As an interesting side note: I've found out that some time ago, the situation regarding car imports was opposite: it was very beneficial to buy a car in Canada and import it to US. Car makers have raised the same obstacles: told the dealers not to sell cars and did not honoured warranties across the border. However, seems that Americans are more agile in these situations, so they fairly quickly formed a few consumer organizations, made a class action and forced the dealers to drop the ridiculous rules.

The process itself is not trivial -- there are a good number of steps you need to take, but it is straight forward. There are no surprises once you get all the preparation done or planned. There are good resources on the net that outline the whole process:

Importing a vehicle into Canada: http://www.mr2.com/TEXT/Import.html
Forum discussion on car import: http://www.discovervancouver.com/forum/topic.asp?TOPIC_ID=6825
Border costs: http://www.myborderpro.com/2006
Website dedicated to importing cars to Canada: http://www.importcartocanada.info
Info on taxes related to importing a car: http://www.importcartocanada.info/faq/do-i-have-to-pay-tax-on-a-car-i-import- to-canada-from-the-usa

You can also hire an agency to do everything for you, but I don't really see a need for that.

Now, if you are looking for a used car (in US), you can save even more money, but you have to do more work. You have to find a way to inspect the car before buying it and you'll perhaps have to travel further for that vehicle of choice. You have to be cautious and watch for problems that do not exist in Canada such as possibility that the car was flooded in one of the floods in the south (e.g. New Orleans). But if you go trough all of that you can find an excellent deal and happily bring it back to Canada.

Paying for your car

Internet was a great help for this. First, all makers have good websites that let you calculate the prices, specific for your province, and they match exactly what the dealers tell you. Besides those, there are a lot of other useful resources on the web. Here are a few:

Canadian Black Book tells you the prices that the dealers pay you when you bring in a trade-in vehicle. Both of these links point to the same service
Toyota Black Book Link: http://www.toyota.ca/NWS/english/confighelp/appraise_tradein_vehicle.html
GMC Black Book Link: http://www.gmcanada.com/NASApp/app/services/gmc/cbb?lang=en

There is also the Canadian Red Book, equivalent to US Blue Book, but I couldn't find that online. But there are other websites that tell you used car prices, such as:

VMR Canada: http://www.vmrcanada.com/canada_makes.htm

What I also did is picked up the prices from Auto Trader:

Auto Trader Used Car Ads: http://www.canadatrader.com

I picked prices for the past 5 years. It's a good way to figure out average depreciation as well.

There are also fee-based sites that will give you very comprehensive reports on new and used car values, but I did not use them.

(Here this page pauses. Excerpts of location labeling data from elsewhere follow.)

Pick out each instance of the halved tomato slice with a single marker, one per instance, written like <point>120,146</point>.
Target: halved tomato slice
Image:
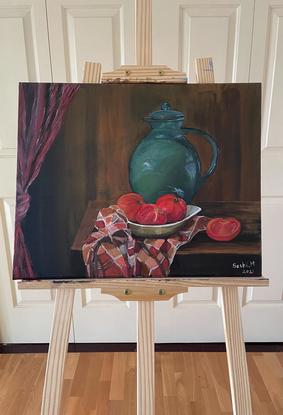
<point>223,229</point>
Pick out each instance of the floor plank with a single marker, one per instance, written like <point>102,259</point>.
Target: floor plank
<point>187,383</point>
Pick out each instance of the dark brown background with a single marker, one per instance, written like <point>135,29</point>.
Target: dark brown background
<point>89,162</point>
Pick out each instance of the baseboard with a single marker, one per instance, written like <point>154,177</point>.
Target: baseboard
<point>131,347</point>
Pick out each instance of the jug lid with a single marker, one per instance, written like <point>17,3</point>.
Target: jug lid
<point>165,113</point>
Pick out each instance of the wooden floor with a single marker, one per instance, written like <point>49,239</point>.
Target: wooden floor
<point>105,383</point>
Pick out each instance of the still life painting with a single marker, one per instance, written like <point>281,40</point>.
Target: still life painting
<point>121,180</point>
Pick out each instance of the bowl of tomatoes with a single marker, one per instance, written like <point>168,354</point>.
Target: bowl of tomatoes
<point>163,218</point>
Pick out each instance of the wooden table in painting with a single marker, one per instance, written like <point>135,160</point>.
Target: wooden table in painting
<point>246,245</point>
<point>145,291</point>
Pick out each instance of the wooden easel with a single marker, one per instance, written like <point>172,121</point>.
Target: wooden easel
<point>146,291</point>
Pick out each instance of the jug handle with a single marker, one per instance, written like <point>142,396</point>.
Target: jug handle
<point>214,155</point>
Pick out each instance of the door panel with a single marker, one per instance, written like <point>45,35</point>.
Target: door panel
<point>89,31</point>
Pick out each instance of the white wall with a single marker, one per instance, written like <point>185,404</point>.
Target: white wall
<point>44,42</point>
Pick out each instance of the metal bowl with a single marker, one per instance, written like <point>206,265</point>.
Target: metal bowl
<point>160,231</point>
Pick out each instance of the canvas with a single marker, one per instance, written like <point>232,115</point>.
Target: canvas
<point>138,180</point>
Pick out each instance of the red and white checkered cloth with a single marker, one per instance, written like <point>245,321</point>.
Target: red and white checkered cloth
<point>110,251</point>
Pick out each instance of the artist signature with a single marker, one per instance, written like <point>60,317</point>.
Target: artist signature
<point>247,267</point>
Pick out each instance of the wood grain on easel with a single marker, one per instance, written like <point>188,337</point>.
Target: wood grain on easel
<point>145,358</point>
<point>57,352</point>
<point>204,70</point>
<point>92,72</point>
<point>236,354</point>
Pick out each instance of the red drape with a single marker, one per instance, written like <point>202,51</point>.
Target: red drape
<point>41,112</point>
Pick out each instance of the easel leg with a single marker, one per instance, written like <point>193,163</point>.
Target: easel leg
<point>236,354</point>
<point>145,358</point>
<point>57,351</point>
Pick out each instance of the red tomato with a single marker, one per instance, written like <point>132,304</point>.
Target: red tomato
<point>150,214</point>
<point>223,229</point>
<point>130,204</point>
<point>175,207</point>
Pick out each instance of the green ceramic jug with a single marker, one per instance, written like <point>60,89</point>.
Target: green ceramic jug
<point>165,161</point>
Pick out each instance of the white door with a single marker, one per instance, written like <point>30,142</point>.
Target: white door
<point>24,56</point>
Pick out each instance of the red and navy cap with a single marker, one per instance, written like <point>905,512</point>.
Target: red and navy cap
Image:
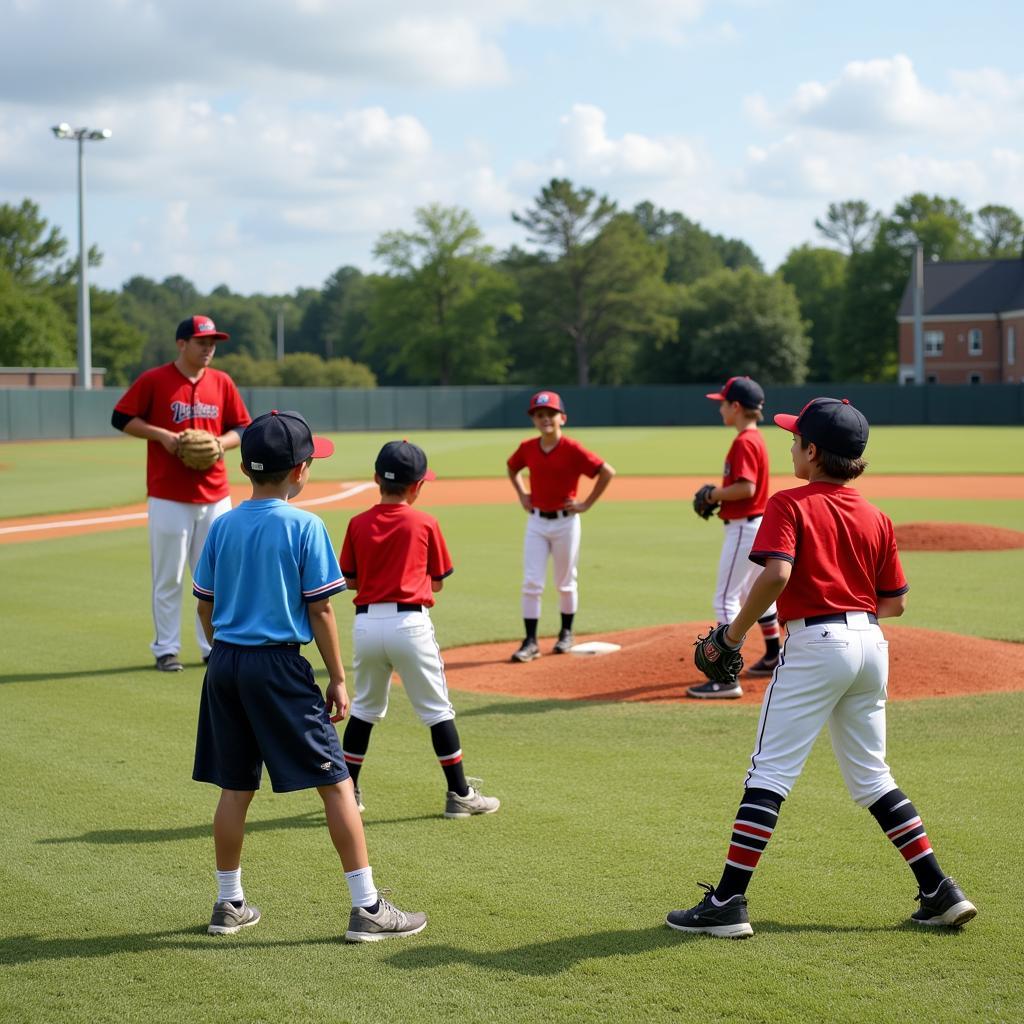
<point>547,399</point>
<point>199,327</point>
<point>742,389</point>
<point>402,462</point>
<point>833,424</point>
<point>281,440</point>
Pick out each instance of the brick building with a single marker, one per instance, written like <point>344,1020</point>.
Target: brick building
<point>973,323</point>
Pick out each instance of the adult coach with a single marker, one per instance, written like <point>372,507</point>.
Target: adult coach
<point>182,502</point>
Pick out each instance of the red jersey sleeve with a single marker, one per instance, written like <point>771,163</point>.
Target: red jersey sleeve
<point>778,532</point>
<point>889,572</point>
<point>438,559</point>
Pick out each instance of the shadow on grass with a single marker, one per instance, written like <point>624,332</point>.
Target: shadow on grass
<point>119,837</point>
<point>46,677</point>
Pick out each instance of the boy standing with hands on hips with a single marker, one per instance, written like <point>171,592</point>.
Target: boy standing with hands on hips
<point>555,464</point>
<point>829,559</point>
<point>743,495</point>
<point>264,582</point>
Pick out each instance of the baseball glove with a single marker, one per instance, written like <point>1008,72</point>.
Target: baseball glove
<point>702,504</point>
<point>719,662</point>
<point>199,449</point>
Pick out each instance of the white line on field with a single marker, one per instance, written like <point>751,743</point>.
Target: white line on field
<point>132,516</point>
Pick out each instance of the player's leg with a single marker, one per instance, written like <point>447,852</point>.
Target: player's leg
<point>535,566</point>
<point>202,519</point>
<point>565,558</point>
<point>413,647</point>
<point>857,726</point>
<point>170,525</point>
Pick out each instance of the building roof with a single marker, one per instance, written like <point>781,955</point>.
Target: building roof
<point>981,286</point>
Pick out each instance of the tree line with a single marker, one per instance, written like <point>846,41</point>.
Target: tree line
<point>596,295</point>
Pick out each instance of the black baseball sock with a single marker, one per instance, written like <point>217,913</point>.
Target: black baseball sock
<point>444,736</point>
<point>901,822</point>
<point>754,826</point>
<point>353,745</point>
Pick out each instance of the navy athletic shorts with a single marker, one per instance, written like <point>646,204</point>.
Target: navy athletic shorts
<point>261,705</point>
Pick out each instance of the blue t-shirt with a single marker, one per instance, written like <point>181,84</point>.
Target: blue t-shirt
<point>261,564</point>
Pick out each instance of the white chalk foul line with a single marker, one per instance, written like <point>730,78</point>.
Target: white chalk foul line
<point>99,520</point>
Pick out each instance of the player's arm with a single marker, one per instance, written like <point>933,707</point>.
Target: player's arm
<point>326,634</point>
<point>137,427</point>
<point>737,492</point>
<point>891,607</point>
<point>205,611</point>
<point>515,475</point>
<point>765,591</point>
<point>604,475</point>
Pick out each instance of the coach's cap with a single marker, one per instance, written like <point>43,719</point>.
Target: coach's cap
<point>748,392</point>
<point>402,462</point>
<point>281,440</point>
<point>199,327</point>
<point>832,424</point>
<point>547,399</point>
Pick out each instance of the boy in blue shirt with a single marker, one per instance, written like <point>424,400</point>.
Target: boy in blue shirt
<point>263,583</point>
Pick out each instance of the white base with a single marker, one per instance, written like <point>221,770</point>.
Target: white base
<point>595,647</point>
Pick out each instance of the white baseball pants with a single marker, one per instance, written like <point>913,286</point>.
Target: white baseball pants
<point>735,570</point>
<point>558,539</point>
<point>385,640</point>
<point>835,673</point>
<point>177,532</point>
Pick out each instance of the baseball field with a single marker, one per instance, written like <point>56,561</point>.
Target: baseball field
<point>614,806</point>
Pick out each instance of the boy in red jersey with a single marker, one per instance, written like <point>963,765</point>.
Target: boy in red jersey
<point>830,561</point>
<point>743,494</point>
<point>555,464</point>
<point>396,558</point>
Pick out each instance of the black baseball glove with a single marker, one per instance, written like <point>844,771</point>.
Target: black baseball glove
<point>702,504</point>
<point>719,662</point>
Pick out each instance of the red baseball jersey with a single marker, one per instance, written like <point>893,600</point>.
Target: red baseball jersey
<point>747,460</point>
<point>843,550</point>
<point>554,475</point>
<point>392,552</point>
<point>165,397</point>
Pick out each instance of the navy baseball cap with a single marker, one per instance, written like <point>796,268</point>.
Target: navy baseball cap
<point>199,327</point>
<point>281,440</point>
<point>547,399</point>
<point>402,462</point>
<point>742,389</point>
<point>832,424</point>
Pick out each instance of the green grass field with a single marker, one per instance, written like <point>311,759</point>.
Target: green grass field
<point>551,910</point>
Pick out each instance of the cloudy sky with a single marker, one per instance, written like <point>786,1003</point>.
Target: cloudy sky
<point>263,144</point>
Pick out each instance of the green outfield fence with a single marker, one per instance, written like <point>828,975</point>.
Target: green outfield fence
<point>34,414</point>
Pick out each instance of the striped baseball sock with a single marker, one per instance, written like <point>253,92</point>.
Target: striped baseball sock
<point>444,736</point>
<point>901,822</point>
<point>754,826</point>
<point>354,744</point>
<point>771,633</point>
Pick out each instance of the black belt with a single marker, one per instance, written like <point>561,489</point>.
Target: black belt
<point>360,609</point>
<point>836,616</point>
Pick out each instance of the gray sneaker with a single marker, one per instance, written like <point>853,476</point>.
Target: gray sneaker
<point>473,803</point>
<point>228,919</point>
<point>387,923</point>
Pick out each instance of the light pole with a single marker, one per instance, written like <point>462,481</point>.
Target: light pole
<point>65,130</point>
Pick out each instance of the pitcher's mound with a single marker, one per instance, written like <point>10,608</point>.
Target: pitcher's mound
<point>656,665</point>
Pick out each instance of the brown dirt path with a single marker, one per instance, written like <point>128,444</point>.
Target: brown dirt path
<point>497,492</point>
<point>655,665</point>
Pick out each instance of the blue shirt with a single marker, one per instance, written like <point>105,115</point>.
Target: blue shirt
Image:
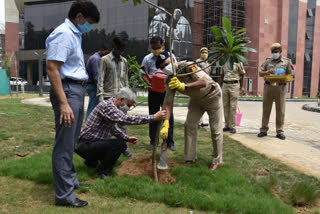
<point>149,63</point>
<point>93,68</point>
<point>64,45</point>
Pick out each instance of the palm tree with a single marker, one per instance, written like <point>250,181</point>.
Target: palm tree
<point>229,47</point>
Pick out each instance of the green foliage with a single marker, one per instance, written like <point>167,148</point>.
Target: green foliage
<point>302,194</point>
<point>229,45</point>
<point>135,79</point>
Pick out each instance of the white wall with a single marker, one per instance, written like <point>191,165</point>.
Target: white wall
<point>11,11</point>
<point>2,17</point>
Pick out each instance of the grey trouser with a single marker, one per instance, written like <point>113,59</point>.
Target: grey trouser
<point>270,94</point>
<point>230,95</point>
<point>63,169</point>
<point>212,104</point>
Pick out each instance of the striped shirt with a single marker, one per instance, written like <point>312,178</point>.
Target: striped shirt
<point>102,122</point>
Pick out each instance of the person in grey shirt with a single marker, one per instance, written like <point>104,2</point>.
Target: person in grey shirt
<point>113,75</point>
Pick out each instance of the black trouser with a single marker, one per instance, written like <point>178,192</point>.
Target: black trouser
<point>155,101</point>
<point>107,152</point>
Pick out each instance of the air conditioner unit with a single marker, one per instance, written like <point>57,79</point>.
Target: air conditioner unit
<point>249,84</point>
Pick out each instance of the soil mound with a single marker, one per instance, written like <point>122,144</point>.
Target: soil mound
<point>142,165</point>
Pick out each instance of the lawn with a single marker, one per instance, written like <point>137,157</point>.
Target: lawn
<point>248,182</point>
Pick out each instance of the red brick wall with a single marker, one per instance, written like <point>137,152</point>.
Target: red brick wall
<point>12,42</point>
<point>298,83</point>
<point>316,56</point>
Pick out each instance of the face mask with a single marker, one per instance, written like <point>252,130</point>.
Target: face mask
<point>204,56</point>
<point>168,69</point>
<point>275,55</point>
<point>86,27</point>
<point>117,52</point>
<point>157,52</point>
<point>124,108</point>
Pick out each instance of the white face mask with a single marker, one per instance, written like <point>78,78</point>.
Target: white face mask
<point>275,55</point>
<point>168,70</point>
<point>124,108</point>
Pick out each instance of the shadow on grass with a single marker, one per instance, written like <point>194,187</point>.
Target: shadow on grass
<point>196,187</point>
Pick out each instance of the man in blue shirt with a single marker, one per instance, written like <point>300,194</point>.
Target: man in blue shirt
<point>155,99</point>
<point>68,77</point>
<point>92,67</point>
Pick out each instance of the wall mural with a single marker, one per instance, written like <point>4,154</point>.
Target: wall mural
<point>159,24</point>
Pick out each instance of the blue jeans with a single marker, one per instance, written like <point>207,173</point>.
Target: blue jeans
<point>93,100</point>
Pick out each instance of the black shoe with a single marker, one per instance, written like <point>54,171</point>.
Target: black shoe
<point>226,129</point>
<point>76,203</point>
<point>127,154</point>
<point>102,175</point>
<point>281,136</point>
<point>262,134</point>
<point>150,147</point>
<point>172,147</point>
<point>86,186</point>
<point>90,164</point>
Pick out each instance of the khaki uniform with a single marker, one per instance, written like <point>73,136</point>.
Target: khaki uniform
<point>113,75</point>
<point>204,65</point>
<point>208,71</point>
<point>207,99</point>
<point>230,93</point>
<point>275,93</point>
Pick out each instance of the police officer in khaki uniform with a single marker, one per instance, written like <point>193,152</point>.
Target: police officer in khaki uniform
<point>274,91</point>
<point>205,96</point>
<point>230,82</point>
<point>205,65</point>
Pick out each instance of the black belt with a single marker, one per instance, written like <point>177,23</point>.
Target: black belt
<point>80,82</point>
<point>231,82</point>
<point>269,83</point>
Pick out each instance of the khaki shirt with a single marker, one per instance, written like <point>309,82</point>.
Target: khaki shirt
<point>284,63</point>
<point>195,92</point>
<point>204,65</point>
<point>113,76</point>
<point>235,74</point>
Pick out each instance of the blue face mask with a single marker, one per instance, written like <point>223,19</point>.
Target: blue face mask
<point>86,27</point>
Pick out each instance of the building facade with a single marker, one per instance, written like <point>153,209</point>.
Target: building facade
<point>293,23</point>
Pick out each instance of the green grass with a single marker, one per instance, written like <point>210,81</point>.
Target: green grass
<point>246,184</point>
<point>223,191</point>
<point>24,129</point>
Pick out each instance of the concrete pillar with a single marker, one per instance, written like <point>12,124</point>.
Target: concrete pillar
<point>29,73</point>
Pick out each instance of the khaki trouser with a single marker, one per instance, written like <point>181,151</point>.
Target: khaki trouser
<point>230,95</point>
<point>270,94</point>
<point>212,104</point>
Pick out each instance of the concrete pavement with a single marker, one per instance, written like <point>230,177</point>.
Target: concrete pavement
<point>301,149</point>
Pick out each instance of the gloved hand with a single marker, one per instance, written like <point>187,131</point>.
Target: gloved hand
<point>165,130</point>
<point>176,84</point>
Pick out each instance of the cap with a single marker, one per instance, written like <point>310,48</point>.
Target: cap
<point>161,58</point>
<point>203,48</point>
<point>275,46</point>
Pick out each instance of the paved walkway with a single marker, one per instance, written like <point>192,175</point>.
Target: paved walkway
<point>301,149</point>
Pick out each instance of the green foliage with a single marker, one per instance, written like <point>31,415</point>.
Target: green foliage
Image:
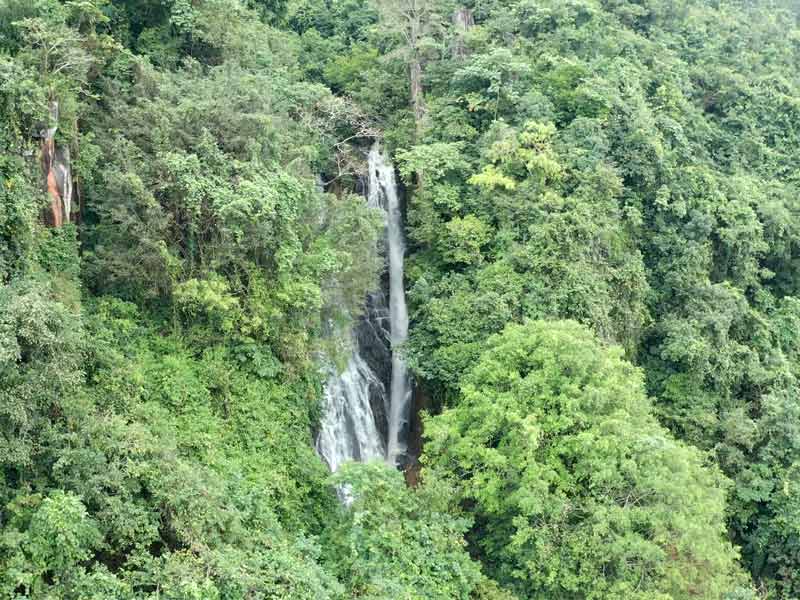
<point>392,542</point>
<point>574,488</point>
<point>630,165</point>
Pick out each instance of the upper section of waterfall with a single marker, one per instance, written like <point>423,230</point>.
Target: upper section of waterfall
<point>366,412</point>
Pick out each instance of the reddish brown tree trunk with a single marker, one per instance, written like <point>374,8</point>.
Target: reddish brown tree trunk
<point>57,174</point>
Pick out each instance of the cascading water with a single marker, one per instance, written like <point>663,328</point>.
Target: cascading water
<point>383,194</point>
<point>348,430</point>
<point>361,421</point>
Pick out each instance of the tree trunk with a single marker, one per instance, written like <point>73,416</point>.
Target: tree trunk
<point>56,168</point>
<point>463,21</point>
<point>417,98</point>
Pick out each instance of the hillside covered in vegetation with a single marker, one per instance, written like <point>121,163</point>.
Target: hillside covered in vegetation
<point>601,202</point>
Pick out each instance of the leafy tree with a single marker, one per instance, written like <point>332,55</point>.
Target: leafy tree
<point>574,487</point>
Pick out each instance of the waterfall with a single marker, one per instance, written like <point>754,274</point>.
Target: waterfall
<point>383,194</point>
<point>366,408</point>
<point>348,430</point>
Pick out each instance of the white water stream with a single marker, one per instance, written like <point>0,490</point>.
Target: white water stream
<point>357,407</point>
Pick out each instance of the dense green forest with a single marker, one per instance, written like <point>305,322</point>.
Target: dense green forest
<point>602,205</point>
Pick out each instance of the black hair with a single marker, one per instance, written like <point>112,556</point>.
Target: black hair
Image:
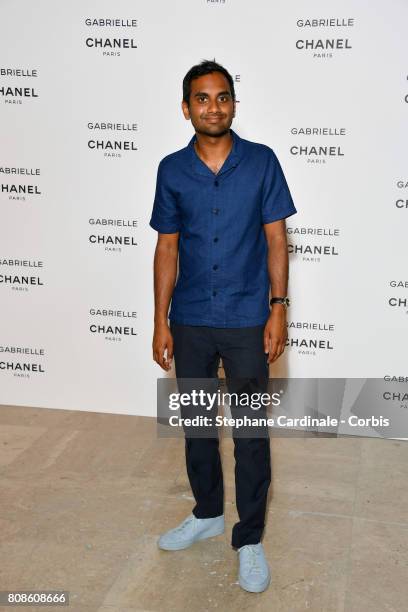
<point>205,67</point>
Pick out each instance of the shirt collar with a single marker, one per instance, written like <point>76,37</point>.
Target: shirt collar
<point>231,161</point>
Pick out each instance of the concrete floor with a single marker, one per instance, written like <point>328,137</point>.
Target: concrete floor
<point>84,497</point>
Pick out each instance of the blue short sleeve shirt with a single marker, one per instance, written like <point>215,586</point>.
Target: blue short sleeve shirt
<point>223,278</point>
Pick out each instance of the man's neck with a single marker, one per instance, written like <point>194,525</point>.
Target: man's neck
<point>213,147</point>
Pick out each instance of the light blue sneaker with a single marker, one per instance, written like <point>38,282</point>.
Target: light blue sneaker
<point>190,530</point>
<point>254,573</point>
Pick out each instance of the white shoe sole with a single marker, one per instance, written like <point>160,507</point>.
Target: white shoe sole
<point>210,533</point>
<point>255,588</point>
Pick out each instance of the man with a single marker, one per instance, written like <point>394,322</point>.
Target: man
<point>220,207</point>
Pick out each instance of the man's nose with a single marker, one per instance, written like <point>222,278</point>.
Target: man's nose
<point>213,106</point>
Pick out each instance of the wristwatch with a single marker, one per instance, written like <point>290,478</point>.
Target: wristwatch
<point>285,301</point>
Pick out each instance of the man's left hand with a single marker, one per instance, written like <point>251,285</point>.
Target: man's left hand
<point>275,332</point>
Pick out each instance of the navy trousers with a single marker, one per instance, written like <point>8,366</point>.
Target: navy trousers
<point>197,353</point>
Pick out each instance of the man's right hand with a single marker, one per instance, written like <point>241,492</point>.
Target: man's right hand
<point>162,340</point>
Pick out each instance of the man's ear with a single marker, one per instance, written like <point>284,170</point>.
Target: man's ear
<point>185,109</point>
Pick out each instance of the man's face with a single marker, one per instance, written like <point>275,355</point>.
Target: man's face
<point>212,108</point>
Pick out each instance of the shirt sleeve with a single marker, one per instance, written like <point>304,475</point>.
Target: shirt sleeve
<point>165,216</point>
<point>277,202</point>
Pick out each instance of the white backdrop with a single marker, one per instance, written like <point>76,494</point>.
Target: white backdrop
<point>348,178</point>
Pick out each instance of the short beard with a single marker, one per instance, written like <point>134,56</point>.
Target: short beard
<point>217,135</point>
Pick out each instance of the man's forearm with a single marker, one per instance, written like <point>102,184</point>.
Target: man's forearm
<point>165,274</point>
<point>278,265</point>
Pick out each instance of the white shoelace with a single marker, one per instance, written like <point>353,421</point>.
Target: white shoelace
<point>253,558</point>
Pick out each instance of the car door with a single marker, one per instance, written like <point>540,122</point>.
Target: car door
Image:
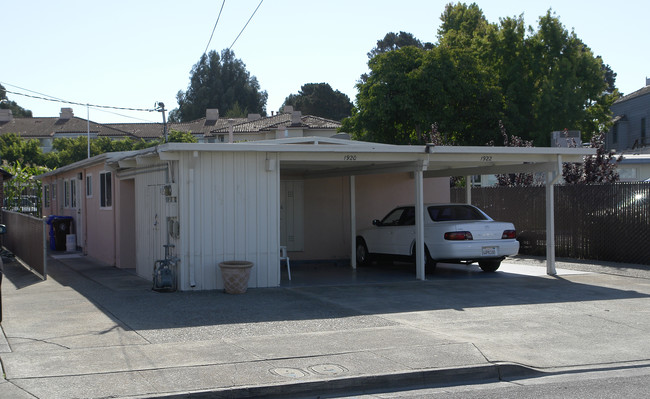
<point>394,233</point>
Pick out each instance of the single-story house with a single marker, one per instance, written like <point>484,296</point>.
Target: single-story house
<point>242,201</point>
<point>209,129</point>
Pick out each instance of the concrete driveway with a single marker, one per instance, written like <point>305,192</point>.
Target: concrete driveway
<point>94,331</point>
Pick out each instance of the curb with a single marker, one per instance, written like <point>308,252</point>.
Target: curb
<point>367,384</point>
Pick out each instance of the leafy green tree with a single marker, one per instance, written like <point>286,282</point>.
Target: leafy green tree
<point>393,41</point>
<point>23,192</point>
<point>219,81</point>
<point>14,149</point>
<point>409,89</point>
<point>568,78</point>
<point>479,74</point>
<point>16,110</point>
<point>599,168</point>
<point>320,99</point>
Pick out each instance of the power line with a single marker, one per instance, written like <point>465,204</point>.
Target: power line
<point>31,91</point>
<point>215,27</point>
<point>242,30</point>
<point>54,99</point>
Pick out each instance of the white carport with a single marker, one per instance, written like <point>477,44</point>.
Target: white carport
<point>332,157</point>
<point>250,173</point>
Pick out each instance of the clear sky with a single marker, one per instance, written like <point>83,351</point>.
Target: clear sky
<point>135,53</point>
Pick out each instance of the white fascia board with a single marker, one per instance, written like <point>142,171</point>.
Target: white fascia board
<point>510,150</point>
<point>274,146</point>
<point>491,170</point>
<point>84,163</point>
<point>490,156</point>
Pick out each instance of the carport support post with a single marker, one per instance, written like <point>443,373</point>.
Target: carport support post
<point>353,223</point>
<point>419,226</point>
<point>550,217</point>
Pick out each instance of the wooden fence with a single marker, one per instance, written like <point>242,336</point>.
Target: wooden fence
<point>609,222</point>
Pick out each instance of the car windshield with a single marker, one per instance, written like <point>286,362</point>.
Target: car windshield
<point>441,213</point>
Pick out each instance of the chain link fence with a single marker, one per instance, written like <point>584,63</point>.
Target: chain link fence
<point>608,222</point>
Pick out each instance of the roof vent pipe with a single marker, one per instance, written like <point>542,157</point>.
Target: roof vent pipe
<point>66,113</point>
<point>6,115</point>
<point>212,114</point>
<point>296,118</point>
<point>231,122</point>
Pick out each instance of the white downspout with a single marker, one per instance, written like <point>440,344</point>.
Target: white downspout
<point>353,222</point>
<point>190,225</point>
<point>550,218</point>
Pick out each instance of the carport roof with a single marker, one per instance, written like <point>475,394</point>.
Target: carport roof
<point>325,157</point>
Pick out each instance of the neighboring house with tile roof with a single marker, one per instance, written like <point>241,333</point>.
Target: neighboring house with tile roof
<point>210,129</point>
<point>45,130</point>
<point>630,128</point>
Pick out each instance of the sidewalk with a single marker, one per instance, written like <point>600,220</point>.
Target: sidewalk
<point>94,331</point>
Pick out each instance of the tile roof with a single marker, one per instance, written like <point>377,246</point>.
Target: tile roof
<point>279,121</point>
<point>48,127</point>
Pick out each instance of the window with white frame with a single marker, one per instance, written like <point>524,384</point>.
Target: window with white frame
<point>89,186</point>
<point>73,193</point>
<point>105,190</point>
<point>66,193</point>
<point>46,195</point>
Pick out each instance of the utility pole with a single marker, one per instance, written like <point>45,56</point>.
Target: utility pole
<point>161,108</point>
<point>88,127</point>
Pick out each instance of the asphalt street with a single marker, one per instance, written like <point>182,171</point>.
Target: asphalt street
<point>93,331</point>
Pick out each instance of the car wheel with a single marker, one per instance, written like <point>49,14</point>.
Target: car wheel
<point>430,263</point>
<point>428,260</point>
<point>363,257</point>
<point>489,265</point>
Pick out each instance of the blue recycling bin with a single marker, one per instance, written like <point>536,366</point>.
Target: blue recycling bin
<point>60,227</point>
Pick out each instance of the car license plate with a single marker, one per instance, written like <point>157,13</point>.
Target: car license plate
<point>489,251</point>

A good way to get the realistic value for the car (even for a new one) is to go to several banks and ask them how much would they loan to you for that specific car. You give them the make, model, year and the rest (in some banks it's enough o provide the VIN), and they tell you what is the maximum they'll give you on a car loan. There are good chances this is less than what dealer asks you to pay. You can then use this figure to negotiate with the dealer.

To figure out the best loans options, you can use online calculators such as this one:

Loan Calculator: http://www.canadiandriver.com/tools/loan.htm

All this is really fun to do, but again, it takes time -- so don't spare it. There are only two ways: you either put in your own effort or you pay money sooner or later.